The supplier delivers the goods to the new address, but when payment is requested from the established customer they have no record of receiving the goods.

“To avoid this type of fraud, it is important that suppliers set up additional checks and balances as in the case of a buyer giving changes to their account, including delivery, bank account and contact details,” says Grobbelaar.  

Opening an Account Under a False but Well-Known Company

The second type of company identity fraud targets organisations by creating a fraudulent duplicate company.  Fraudsters misrepresent themselves as representing a well-known company. 

The credit application looks authentic and the supplier is under the impression that they are opening up an account for a well-known company. Goods are delivered and only when the supplier attempts to collect payment is it established that the transaction was fraudulent. On receipt of delivery, the fraudsters ‘disappear’ with the goods.

Changing of Banking Details

The third type of fraud occurs when fraudsters notify a debtor of changes in the bank account details of one of the company’s legitimate suppliers. The debtor is then requested to make payment into this new fraudulent bank account rather than into the legitimate bank account. 

“The documents that Coface South Africa has seen are detailed and look almost identical to the supplier’s official stationary.  In addition to the identical design, the fraudsters have the correct signature and supplier stamps,” says Grobelaar.

If not properly checked, the buyer dutifully makes payment into this new account and the fraud is often only picked up when the buyer’s account is overdue. The buyer will state that they have already ‘paid’ the money, but in fact it was paid into a fraudulent account.

Grobbelaar says it is important to have procedures in place regarding changes to supplier details.  This could include phoning the supplier’s finance department or calling the bank where the new account is held.

“What is interesting is that fraudsters seem to target well-known companies.  This could be because their documentation is easier to get hold of and therefore easier to alter.” 

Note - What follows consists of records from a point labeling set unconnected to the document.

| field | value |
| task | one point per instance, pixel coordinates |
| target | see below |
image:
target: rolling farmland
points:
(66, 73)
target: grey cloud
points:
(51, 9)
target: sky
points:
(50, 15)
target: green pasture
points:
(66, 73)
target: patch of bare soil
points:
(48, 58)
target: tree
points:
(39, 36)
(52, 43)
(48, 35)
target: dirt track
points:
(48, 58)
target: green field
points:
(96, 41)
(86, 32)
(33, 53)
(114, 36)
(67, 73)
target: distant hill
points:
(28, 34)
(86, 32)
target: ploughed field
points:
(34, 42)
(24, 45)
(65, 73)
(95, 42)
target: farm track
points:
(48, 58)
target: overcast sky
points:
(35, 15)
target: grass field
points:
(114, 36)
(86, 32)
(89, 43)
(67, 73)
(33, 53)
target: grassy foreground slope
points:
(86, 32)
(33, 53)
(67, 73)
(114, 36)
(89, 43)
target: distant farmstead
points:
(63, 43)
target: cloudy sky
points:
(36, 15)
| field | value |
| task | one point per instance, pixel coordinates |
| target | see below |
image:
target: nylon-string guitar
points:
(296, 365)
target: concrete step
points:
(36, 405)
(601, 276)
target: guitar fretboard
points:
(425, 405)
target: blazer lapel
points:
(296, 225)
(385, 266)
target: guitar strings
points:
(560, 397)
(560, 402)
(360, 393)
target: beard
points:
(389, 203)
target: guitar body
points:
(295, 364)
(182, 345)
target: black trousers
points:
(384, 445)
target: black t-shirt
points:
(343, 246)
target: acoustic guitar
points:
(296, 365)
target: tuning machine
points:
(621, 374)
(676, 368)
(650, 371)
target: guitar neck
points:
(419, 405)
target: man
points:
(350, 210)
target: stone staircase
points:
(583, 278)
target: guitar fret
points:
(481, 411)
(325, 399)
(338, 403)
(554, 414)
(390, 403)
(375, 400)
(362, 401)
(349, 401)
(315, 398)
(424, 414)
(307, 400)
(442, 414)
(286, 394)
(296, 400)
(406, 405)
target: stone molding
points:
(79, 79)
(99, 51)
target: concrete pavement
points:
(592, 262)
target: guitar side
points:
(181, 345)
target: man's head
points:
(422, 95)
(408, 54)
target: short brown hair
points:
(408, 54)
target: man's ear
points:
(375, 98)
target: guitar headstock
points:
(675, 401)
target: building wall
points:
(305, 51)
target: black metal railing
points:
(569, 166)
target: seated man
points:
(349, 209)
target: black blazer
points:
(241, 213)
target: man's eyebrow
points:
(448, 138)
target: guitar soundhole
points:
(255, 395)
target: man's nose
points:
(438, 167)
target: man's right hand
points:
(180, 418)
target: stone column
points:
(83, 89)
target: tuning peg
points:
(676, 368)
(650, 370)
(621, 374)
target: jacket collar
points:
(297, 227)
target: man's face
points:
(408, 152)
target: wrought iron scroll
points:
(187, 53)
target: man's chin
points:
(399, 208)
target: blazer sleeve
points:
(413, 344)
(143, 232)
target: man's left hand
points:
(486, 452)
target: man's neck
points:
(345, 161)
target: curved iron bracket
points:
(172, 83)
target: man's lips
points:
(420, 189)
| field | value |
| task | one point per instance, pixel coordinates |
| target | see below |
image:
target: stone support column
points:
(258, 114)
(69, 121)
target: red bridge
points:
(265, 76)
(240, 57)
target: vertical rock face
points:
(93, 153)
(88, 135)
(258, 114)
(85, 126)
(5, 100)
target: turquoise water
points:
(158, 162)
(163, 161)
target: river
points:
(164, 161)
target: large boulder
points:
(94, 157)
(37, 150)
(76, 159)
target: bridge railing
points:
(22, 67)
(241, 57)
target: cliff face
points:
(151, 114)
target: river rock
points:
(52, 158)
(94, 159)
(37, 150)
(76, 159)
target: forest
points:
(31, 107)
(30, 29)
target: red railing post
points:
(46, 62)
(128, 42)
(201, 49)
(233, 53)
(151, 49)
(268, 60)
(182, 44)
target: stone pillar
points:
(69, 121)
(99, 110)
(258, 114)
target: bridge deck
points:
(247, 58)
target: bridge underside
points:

“It could also be that the brand reputation of the target company has created a sense of trust with their suppliers and therefore fewer questions are asked when changes are made,” says Grobbelaar.

Information gathering

“In the fourth scam, we have identified a new tactic used by criminals. This takes a few months to conclude, but often begins with an increase in suspicious emails requesting information about the company. The emails usually request insignificant information such as the MD’s name,” says Grobbelaar.

“This is to facilitate a fraudulent bank transfer. Significant amounts of money have already been embezzled from companies in this manner,” he says.

The information is gathered by well-organised criminal networks, requesting details of the functioning, organisational structure and internal controls of the business.  

“This phase may take several months and could be in the form of harmless questions that, once answered, constitute the basis for criminals to carry out fraud,” says Grobbelaar.

In the next phase, the fraudsters pose as one of the company’s management, such as the chief executive officer or general manager. The fraudsters then put an urgent request into the accounts department, targeting a specific employee, to transfer money into a fraudulent bank account. 

The request is often presented as confidential in an attempt to bypass the business’ internal controls and to put pressure on the targeted staff member to perform the transfer as quickly as possible. Without proper internal controls, the money is then transferred.

“Regardless of the reason, we encourage companies to be alert if any changes are made to creditor details,” says Grobbelaar.